The Next Generation of Open Data in ArcGIS Online

Alex Lange
Alex Lange, Solution Engineer

Beginnings: Open Data Sites

Open data is a key concept for GIS users: access to data is the only way to build analysis, applications and any project that relates to spatial locations.

Back in 2014, Esri created what was known as ArcGIS Open Data,  a way for ArcGIS Online (AGO) users to have a web format to download open data. As more and more local governments and businesses embrace and, consequently, rely on open data, these sites became more important. But before long open data was re-formatted into a new tool, known as ArcGIS Hub.

New Kid on the Block: ArcGIS Hub

Back in May of this year Esri made an important update to ArcGIS Hub, a tool now designed for public engagement and a way to bring many GIS maps and apps together under an initiative.

The main change came with a new side panel that shows access to ArcGIS Online item details and a new Full Page detail page.
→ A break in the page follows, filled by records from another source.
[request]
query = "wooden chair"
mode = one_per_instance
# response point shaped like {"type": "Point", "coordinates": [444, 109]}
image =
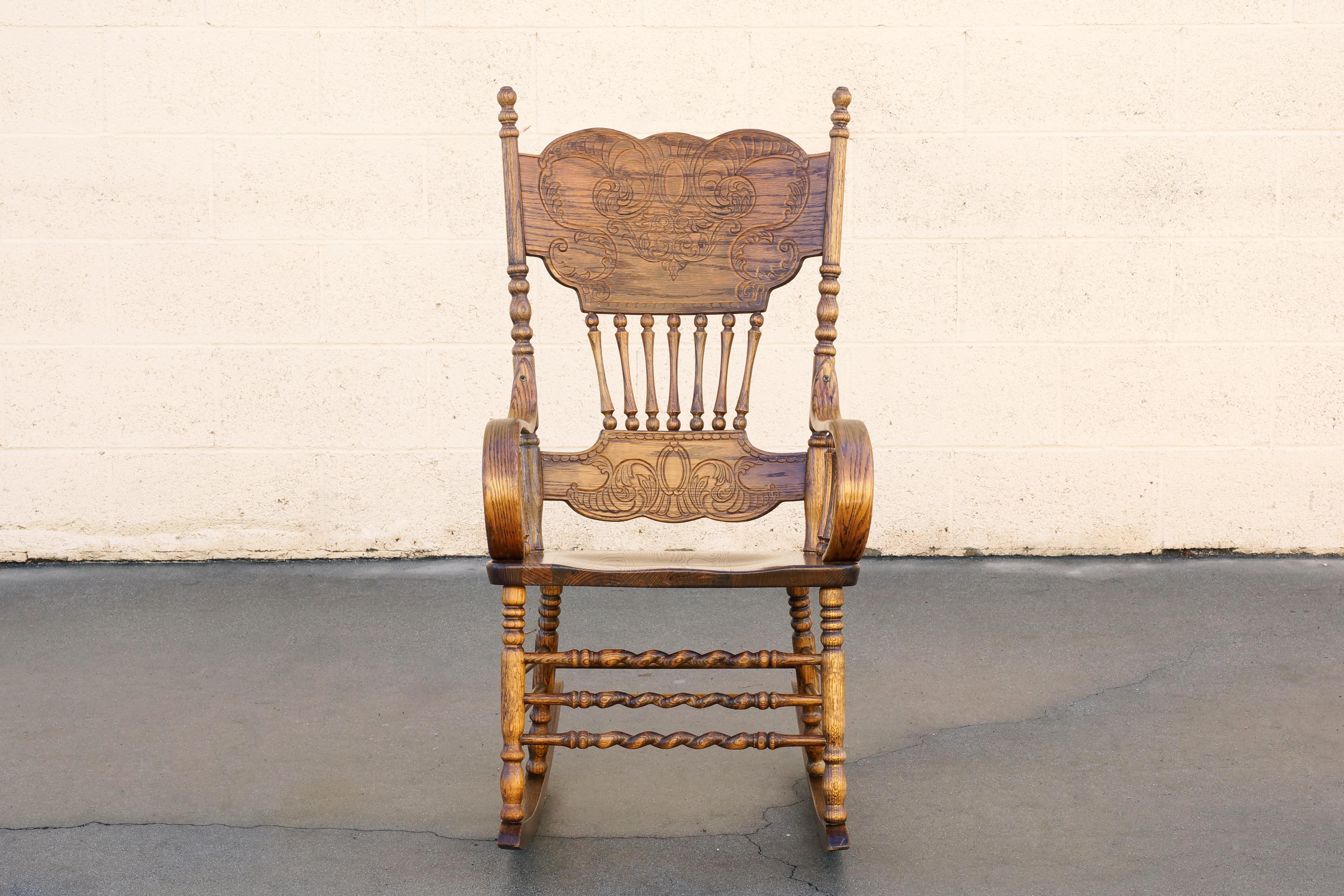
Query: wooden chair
{"type": "Point", "coordinates": [674, 226]}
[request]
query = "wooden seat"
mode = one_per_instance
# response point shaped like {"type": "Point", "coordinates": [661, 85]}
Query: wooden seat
{"type": "Point", "coordinates": [679, 228]}
{"type": "Point", "coordinates": [675, 570]}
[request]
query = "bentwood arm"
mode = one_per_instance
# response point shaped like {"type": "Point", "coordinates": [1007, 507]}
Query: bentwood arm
{"type": "Point", "coordinates": [841, 491]}
{"type": "Point", "coordinates": [511, 479]}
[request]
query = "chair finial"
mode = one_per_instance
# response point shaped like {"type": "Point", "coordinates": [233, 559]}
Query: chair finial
{"type": "Point", "coordinates": [841, 117]}
{"type": "Point", "coordinates": [507, 115]}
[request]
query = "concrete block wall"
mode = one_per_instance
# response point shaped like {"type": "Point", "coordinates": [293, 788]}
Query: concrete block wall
{"type": "Point", "coordinates": [253, 296]}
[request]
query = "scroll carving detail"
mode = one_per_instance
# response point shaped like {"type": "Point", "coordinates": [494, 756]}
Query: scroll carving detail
{"type": "Point", "coordinates": [674, 479]}
{"type": "Point", "coordinates": [674, 201]}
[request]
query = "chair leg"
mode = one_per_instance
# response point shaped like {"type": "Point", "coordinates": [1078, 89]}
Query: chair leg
{"type": "Point", "coordinates": [543, 676]}
{"type": "Point", "coordinates": [832, 713]}
{"type": "Point", "coordinates": [810, 718]}
{"type": "Point", "coordinates": [513, 684]}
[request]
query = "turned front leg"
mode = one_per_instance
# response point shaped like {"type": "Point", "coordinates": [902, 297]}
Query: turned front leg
{"type": "Point", "coordinates": [832, 706]}
{"type": "Point", "coordinates": [513, 684]}
{"type": "Point", "coordinates": [808, 679]}
{"type": "Point", "coordinates": [543, 676]}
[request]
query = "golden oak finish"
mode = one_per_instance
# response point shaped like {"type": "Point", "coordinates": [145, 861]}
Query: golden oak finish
{"type": "Point", "coordinates": [674, 478]}
{"type": "Point", "coordinates": [674, 570]}
{"type": "Point", "coordinates": [604, 699]}
{"type": "Point", "coordinates": [670, 226]}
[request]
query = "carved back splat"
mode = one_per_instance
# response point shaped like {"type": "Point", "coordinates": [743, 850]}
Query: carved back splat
{"type": "Point", "coordinates": [666, 226]}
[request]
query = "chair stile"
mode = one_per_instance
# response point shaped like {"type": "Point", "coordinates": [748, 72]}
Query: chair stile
{"type": "Point", "coordinates": [660, 228]}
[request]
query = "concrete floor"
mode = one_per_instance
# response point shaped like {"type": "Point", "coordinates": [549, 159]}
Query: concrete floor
{"type": "Point", "coordinates": [1017, 726]}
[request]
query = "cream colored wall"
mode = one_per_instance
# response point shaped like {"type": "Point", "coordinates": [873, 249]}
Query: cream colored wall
{"type": "Point", "coordinates": [253, 296]}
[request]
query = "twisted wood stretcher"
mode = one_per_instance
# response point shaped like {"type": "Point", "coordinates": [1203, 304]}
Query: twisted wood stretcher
{"type": "Point", "coordinates": [674, 225]}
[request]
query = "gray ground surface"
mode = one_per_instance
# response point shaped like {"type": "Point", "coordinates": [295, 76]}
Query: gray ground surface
{"type": "Point", "coordinates": [1017, 726]}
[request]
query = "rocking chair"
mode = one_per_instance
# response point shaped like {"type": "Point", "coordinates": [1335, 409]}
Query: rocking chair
{"type": "Point", "coordinates": [674, 225]}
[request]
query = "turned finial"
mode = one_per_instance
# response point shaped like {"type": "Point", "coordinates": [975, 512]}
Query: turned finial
{"type": "Point", "coordinates": [507, 115]}
{"type": "Point", "coordinates": [841, 117]}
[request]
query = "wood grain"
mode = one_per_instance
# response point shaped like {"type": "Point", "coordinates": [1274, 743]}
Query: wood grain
{"type": "Point", "coordinates": [674, 224]}
{"type": "Point", "coordinates": [832, 707]}
{"type": "Point", "coordinates": [511, 706]}
{"type": "Point", "coordinates": [681, 570]}
{"type": "Point", "coordinates": [674, 478]}
{"type": "Point", "coordinates": [759, 741]}
{"type": "Point", "coordinates": [502, 484]}
{"type": "Point", "coordinates": [523, 396]}
{"type": "Point", "coordinates": [615, 659]}
{"type": "Point", "coordinates": [607, 699]}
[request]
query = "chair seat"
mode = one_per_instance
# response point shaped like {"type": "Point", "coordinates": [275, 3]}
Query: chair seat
{"type": "Point", "coordinates": [675, 570]}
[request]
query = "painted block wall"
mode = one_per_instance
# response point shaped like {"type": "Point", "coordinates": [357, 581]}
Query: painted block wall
{"type": "Point", "coordinates": [253, 296]}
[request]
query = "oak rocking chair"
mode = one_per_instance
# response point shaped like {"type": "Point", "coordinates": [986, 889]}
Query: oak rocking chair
{"type": "Point", "coordinates": [674, 225]}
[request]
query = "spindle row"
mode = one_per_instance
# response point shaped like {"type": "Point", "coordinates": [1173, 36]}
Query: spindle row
{"type": "Point", "coordinates": [651, 398]}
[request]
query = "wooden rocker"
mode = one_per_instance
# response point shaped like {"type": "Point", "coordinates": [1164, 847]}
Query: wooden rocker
{"type": "Point", "coordinates": [674, 225]}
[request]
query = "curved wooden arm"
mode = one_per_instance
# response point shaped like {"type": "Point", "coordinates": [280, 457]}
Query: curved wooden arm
{"type": "Point", "coordinates": [842, 496]}
{"type": "Point", "coordinates": [511, 482]}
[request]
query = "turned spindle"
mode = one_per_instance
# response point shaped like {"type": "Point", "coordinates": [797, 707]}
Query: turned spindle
{"type": "Point", "coordinates": [698, 397]}
{"type": "Point", "coordinates": [721, 404]}
{"type": "Point", "coordinates": [523, 396]}
{"type": "Point", "coordinates": [807, 676]}
{"type": "Point", "coordinates": [826, 390]}
{"type": "Point", "coordinates": [832, 707]}
{"type": "Point", "coordinates": [623, 344]}
{"type": "Point", "coordinates": [651, 396]}
{"type": "Point", "coordinates": [543, 678]}
{"type": "Point", "coordinates": [596, 342]}
{"type": "Point", "coordinates": [513, 711]}
{"type": "Point", "coordinates": [674, 347]}
{"type": "Point", "coordinates": [745, 396]}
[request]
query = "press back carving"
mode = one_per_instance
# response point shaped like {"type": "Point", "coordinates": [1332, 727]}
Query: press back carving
{"type": "Point", "coordinates": [674, 479]}
{"type": "Point", "coordinates": [674, 224]}
{"type": "Point", "coordinates": [660, 228]}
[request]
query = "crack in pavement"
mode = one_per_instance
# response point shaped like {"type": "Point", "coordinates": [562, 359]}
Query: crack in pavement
{"type": "Point", "coordinates": [925, 738]}
{"type": "Point", "coordinates": [749, 836]}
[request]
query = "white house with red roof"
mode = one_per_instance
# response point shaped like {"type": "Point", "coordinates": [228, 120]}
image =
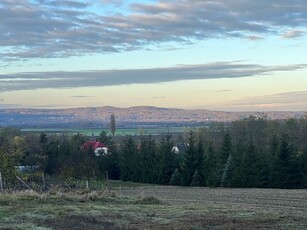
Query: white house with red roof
{"type": "Point", "coordinates": [98, 147]}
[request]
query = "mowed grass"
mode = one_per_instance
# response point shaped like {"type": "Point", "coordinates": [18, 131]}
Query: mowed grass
{"type": "Point", "coordinates": [137, 206]}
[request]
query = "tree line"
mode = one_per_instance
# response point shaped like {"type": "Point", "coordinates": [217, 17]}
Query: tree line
{"type": "Point", "coordinates": [253, 152]}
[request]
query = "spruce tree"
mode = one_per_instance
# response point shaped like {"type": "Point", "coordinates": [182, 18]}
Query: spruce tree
{"type": "Point", "coordinates": [175, 178]}
{"type": "Point", "coordinates": [197, 180]}
{"type": "Point", "coordinates": [189, 161]}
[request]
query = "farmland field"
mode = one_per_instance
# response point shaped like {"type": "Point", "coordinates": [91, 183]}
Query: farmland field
{"type": "Point", "coordinates": [97, 131]}
{"type": "Point", "coordinates": [138, 206]}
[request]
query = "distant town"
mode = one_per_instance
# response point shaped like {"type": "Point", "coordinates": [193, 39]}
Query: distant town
{"type": "Point", "coordinates": [100, 116]}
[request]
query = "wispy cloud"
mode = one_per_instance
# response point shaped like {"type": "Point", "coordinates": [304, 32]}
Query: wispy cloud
{"type": "Point", "coordinates": [282, 101]}
{"type": "Point", "coordinates": [216, 70]}
{"type": "Point", "coordinates": [81, 96]}
{"type": "Point", "coordinates": [48, 28]}
{"type": "Point", "coordinates": [293, 34]}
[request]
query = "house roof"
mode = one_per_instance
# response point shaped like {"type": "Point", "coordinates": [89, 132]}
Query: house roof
{"type": "Point", "coordinates": [93, 144]}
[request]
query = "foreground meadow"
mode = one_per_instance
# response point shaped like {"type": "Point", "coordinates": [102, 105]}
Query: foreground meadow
{"type": "Point", "coordinates": [139, 206]}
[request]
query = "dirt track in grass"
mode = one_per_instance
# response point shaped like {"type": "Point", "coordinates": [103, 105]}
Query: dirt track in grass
{"type": "Point", "coordinates": [137, 206]}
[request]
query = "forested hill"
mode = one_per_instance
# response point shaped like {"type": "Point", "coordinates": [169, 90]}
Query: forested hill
{"type": "Point", "coordinates": [151, 114]}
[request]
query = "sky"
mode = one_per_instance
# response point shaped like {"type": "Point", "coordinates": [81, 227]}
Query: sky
{"type": "Point", "coordinates": [231, 55]}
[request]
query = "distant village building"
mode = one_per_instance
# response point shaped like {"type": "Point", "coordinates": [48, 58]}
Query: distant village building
{"type": "Point", "coordinates": [179, 148]}
{"type": "Point", "coordinates": [96, 146]}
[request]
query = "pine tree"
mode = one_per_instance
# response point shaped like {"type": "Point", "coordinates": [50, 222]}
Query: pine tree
{"type": "Point", "coordinates": [197, 180]}
{"type": "Point", "coordinates": [175, 178]}
{"type": "Point", "coordinates": [128, 162]}
{"type": "Point", "coordinates": [112, 124]}
{"type": "Point", "coordinates": [189, 161]}
{"type": "Point", "coordinates": [227, 172]}
{"type": "Point", "coordinates": [167, 159]}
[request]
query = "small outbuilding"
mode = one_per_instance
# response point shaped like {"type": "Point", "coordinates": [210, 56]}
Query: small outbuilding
{"type": "Point", "coordinates": [98, 147]}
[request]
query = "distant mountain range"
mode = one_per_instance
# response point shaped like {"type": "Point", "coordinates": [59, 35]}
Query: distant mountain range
{"type": "Point", "coordinates": [91, 116]}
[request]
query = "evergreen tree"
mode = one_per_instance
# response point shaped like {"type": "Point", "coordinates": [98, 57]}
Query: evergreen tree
{"type": "Point", "coordinates": [112, 124]}
{"type": "Point", "coordinates": [197, 180]}
{"type": "Point", "coordinates": [128, 161]}
{"type": "Point", "coordinates": [226, 160]}
{"type": "Point", "coordinates": [227, 172]}
{"type": "Point", "coordinates": [167, 160]}
{"type": "Point", "coordinates": [211, 169]}
{"type": "Point", "coordinates": [175, 178]}
{"type": "Point", "coordinates": [190, 163]}
{"type": "Point", "coordinates": [148, 160]}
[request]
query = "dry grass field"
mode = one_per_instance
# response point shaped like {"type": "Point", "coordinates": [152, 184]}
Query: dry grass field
{"type": "Point", "coordinates": [139, 206]}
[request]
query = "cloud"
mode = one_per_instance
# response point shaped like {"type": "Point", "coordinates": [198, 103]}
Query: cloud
{"type": "Point", "coordinates": [47, 28]}
{"type": "Point", "coordinates": [115, 2]}
{"type": "Point", "coordinates": [81, 96]}
{"type": "Point", "coordinates": [293, 34]}
{"type": "Point", "coordinates": [288, 100]}
{"type": "Point", "coordinates": [37, 80]}
{"type": "Point", "coordinates": [223, 91]}
{"type": "Point", "coordinates": [254, 38]}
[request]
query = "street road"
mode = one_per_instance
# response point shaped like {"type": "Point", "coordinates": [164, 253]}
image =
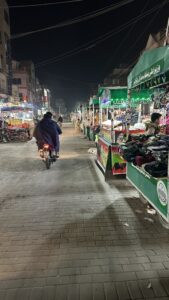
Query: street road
{"type": "Point", "coordinates": [65, 234]}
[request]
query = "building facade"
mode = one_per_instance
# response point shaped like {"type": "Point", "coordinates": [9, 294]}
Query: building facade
{"type": "Point", "coordinates": [24, 79]}
{"type": "Point", "coordinates": [5, 50]}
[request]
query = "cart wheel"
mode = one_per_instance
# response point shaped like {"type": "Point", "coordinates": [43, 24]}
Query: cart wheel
{"type": "Point", "coordinates": [143, 200]}
{"type": "Point", "coordinates": [163, 222]}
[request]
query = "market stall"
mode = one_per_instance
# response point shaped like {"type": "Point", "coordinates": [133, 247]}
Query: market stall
{"type": "Point", "coordinates": [93, 117]}
{"type": "Point", "coordinates": [147, 167]}
{"type": "Point", "coordinates": [117, 121]}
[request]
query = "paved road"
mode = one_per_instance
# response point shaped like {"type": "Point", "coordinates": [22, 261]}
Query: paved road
{"type": "Point", "coordinates": [65, 234]}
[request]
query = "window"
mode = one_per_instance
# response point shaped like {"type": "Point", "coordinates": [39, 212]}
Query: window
{"type": "Point", "coordinates": [6, 16]}
{"type": "Point", "coordinates": [17, 81]}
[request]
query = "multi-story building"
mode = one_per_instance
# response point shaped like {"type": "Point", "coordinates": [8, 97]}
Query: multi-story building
{"type": "Point", "coordinates": [5, 50]}
{"type": "Point", "coordinates": [24, 78]}
{"type": "Point", "coordinates": [118, 76]}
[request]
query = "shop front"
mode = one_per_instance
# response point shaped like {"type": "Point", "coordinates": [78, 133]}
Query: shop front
{"type": "Point", "coordinates": [147, 168]}
{"type": "Point", "coordinates": [117, 122]}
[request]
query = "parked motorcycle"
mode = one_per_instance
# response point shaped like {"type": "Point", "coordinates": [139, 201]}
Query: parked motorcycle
{"type": "Point", "coordinates": [48, 155]}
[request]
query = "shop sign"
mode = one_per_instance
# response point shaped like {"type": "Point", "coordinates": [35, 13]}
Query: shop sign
{"type": "Point", "coordinates": [149, 73]}
{"type": "Point", "coordinates": [162, 193]}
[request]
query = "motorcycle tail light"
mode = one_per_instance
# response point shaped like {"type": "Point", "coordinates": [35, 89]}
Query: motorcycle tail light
{"type": "Point", "coordinates": [46, 146]}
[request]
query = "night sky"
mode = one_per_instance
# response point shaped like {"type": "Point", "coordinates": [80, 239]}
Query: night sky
{"type": "Point", "coordinates": [74, 78]}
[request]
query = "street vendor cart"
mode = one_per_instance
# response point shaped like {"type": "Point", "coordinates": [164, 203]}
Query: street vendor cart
{"type": "Point", "coordinates": [114, 128]}
{"type": "Point", "coordinates": [152, 73]}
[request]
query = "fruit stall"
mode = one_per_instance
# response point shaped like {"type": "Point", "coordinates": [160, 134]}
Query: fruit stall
{"type": "Point", "coordinates": [117, 121]}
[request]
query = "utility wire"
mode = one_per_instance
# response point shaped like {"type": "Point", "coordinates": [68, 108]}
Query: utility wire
{"type": "Point", "coordinates": [82, 18]}
{"type": "Point", "coordinates": [43, 4]}
{"type": "Point", "coordinates": [114, 54]}
{"type": "Point", "coordinates": [97, 41]}
{"type": "Point", "coordinates": [136, 41]}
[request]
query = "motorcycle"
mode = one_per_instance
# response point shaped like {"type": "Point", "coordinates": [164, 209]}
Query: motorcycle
{"type": "Point", "coordinates": [48, 155]}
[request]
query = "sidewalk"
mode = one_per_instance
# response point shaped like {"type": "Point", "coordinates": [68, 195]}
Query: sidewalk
{"type": "Point", "coordinates": [65, 234]}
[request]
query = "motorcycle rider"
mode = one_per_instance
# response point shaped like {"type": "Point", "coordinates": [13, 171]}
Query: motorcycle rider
{"type": "Point", "coordinates": [47, 131]}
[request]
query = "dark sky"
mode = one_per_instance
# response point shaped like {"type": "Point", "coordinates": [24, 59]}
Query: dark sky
{"type": "Point", "coordinates": [74, 78]}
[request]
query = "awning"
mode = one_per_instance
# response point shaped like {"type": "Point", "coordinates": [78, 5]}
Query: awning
{"type": "Point", "coordinates": [118, 95]}
{"type": "Point", "coordinates": [141, 95]}
{"type": "Point", "coordinates": [94, 101]}
{"type": "Point", "coordinates": [150, 65]}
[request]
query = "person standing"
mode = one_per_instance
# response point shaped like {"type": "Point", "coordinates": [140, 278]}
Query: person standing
{"type": "Point", "coordinates": [60, 121]}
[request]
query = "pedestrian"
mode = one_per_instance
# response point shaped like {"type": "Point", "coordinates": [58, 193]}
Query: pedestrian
{"type": "Point", "coordinates": [60, 121]}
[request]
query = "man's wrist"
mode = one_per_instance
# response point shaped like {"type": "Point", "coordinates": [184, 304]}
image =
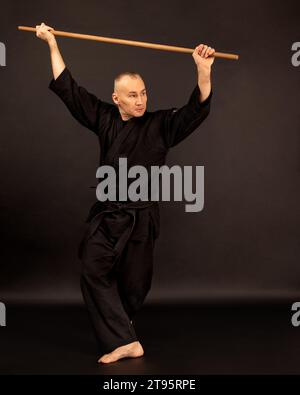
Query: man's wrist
{"type": "Point", "coordinates": [52, 43]}
{"type": "Point", "coordinates": [204, 72]}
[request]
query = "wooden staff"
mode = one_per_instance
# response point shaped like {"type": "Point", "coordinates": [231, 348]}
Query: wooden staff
{"type": "Point", "coordinates": [130, 42]}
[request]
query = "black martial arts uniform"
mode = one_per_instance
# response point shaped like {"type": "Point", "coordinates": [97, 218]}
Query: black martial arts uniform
{"type": "Point", "coordinates": [117, 249]}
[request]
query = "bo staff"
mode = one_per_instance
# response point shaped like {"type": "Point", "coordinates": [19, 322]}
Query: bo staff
{"type": "Point", "coordinates": [130, 42]}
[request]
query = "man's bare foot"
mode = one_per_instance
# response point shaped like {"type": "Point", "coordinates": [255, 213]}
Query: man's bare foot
{"type": "Point", "coordinates": [131, 350]}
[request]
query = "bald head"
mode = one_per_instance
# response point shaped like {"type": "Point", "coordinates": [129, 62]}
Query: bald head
{"type": "Point", "coordinates": [130, 94]}
{"type": "Point", "coordinates": [124, 79]}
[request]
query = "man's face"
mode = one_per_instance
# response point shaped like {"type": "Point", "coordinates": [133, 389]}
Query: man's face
{"type": "Point", "coordinates": [131, 97]}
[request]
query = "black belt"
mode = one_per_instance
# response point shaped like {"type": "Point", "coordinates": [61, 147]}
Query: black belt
{"type": "Point", "coordinates": [99, 209]}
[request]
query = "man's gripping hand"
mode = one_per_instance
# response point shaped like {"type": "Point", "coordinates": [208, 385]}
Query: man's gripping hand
{"type": "Point", "coordinates": [202, 57]}
{"type": "Point", "coordinates": [44, 33]}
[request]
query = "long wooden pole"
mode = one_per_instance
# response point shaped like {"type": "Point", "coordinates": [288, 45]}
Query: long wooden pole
{"type": "Point", "coordinates": [130, 42]}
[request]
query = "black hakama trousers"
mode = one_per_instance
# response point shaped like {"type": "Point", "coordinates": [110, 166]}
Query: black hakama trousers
{"type": "Point", "coordinates": [115, 277]}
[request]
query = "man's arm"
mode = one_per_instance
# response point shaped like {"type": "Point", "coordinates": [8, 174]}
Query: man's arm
{"type": "Point", "coordinates": [180, 123]}
{"type": "Point", "coordinates": [57, 62]}
{"type": "Point", "coordinates": [85, 107]}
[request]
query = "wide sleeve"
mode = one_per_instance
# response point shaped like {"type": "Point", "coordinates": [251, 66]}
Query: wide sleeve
{"type": "Point", "coordinates": [83, 105]}
{"type": "Point", "coordinates": [179, 123]}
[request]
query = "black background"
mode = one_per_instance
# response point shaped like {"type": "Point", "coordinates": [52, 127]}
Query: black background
{"type": "Point", "coordinates": [244, 245]}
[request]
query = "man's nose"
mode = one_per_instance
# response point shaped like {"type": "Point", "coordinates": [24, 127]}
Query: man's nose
{"type": "Point", "coordinates": [139, 100]}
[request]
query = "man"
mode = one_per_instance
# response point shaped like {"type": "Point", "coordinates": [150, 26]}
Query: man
{"type": "Point", "coordinates": [117, 249]}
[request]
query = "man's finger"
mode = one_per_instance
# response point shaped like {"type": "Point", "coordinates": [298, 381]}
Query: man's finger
{"type": "Point", "coordinates": [203, 51]}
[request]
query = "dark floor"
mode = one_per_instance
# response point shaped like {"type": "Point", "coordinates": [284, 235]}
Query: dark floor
{"type": "Point", "coordinates": [182, 339]}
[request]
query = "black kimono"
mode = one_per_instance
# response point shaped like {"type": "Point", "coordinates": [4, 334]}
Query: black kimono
{"type": "Point", "coordinates": [117, 249]}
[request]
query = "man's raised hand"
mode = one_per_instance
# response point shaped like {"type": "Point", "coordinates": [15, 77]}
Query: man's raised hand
{"type": "Point", "coordinates": [44, 32]}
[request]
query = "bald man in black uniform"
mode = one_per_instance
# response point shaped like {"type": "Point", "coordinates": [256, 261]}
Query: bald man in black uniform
{"type": "Point", "coordinates": [117, 249]}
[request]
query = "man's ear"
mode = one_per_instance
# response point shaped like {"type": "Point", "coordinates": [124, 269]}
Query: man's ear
{"type": "Point", "coordinates": [115, 98]}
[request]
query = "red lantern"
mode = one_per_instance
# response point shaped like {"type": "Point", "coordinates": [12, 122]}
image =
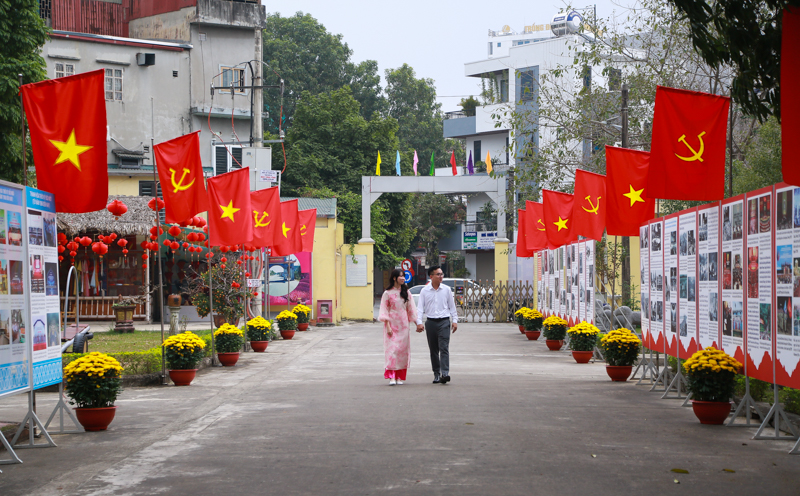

These new features are not only important to Hub users but also those that are interested in open data. Once an AGO item is accessed, a side panel opens with a map view on the main screen. The side panel highlights the following information:

  • Dataset Type
  • Info Update Date​
  • Data Update Date​
  • Published Date​
  • Record Table​
  • Sharing Status​
  • License Information

Focusing on those three dates, here are the details: Info Update - this data updates when you alter the metadata of the item in ArcGIS Online; Published - the data when the item was published; and Data Updated - when was the data itself has last been changed. This last date can be used in conjunction with Editor Tracking to automatically show when updates are happening by a manual process or a scripted one.

A new Full Details Page is also available to help convey more information and options such as Summary​, Tags​, Attribute Fields, Related Data and Share.

This page is like the previous versions, but now has a much more streamlined and user-friendly feel. Not only does this help public consumers of the data see what is available to download but some information about the dataset as well; it also allows staff to view data from other parts of the organization and know exactly what is available or where to ask questions about it.

As for the actual downloading of the data, this can be done in several formats and in either the side panel or full details page.

Old Concept, New Look: Open Data Hub

This update to the number of ways in which open data can convey information has paved the way to develop the next generation of open data sharing. As this was the original goal of ArcGIS Hub sites, it is fitting that using the new tools and configurations available in ArcGIS Hub to develop a new, more in-depth, way of sharing open data can be a target for many organizations.

First is the use of pages. Hub site initiatives can have pages added outside of the main page created when a new Hub is developed. By using pages, linked in the main Hub site, we can create a focus on one or more datasets that we can add more information outside the traditional metadata. Using Summary Statistics, Charts, Embedded maps, and list partners who may have contributed to the dataset or its maintenance.

Each of these elements can not only highlight pieces of data but it can also include descriptions of how the dataset is created and maintained.

So, why is this important? Hub sites allow the public or non-GIS users to interact and make decisions using GIS data. Using text, web maps or web applications has been a great way for GIS to showcase all of an organization’s data.

But, sometimes, it is just as important to focus on the dataset, its creation or maintenance rather than using the data’s actual information.

The time is right to turn our attention back to open data and use Hub to, once again, highlight the work your organization is doing in GIS. But this time, instead of giving users an application, we are giving them the opportunity to learn about the data itself and why it is important to your operations.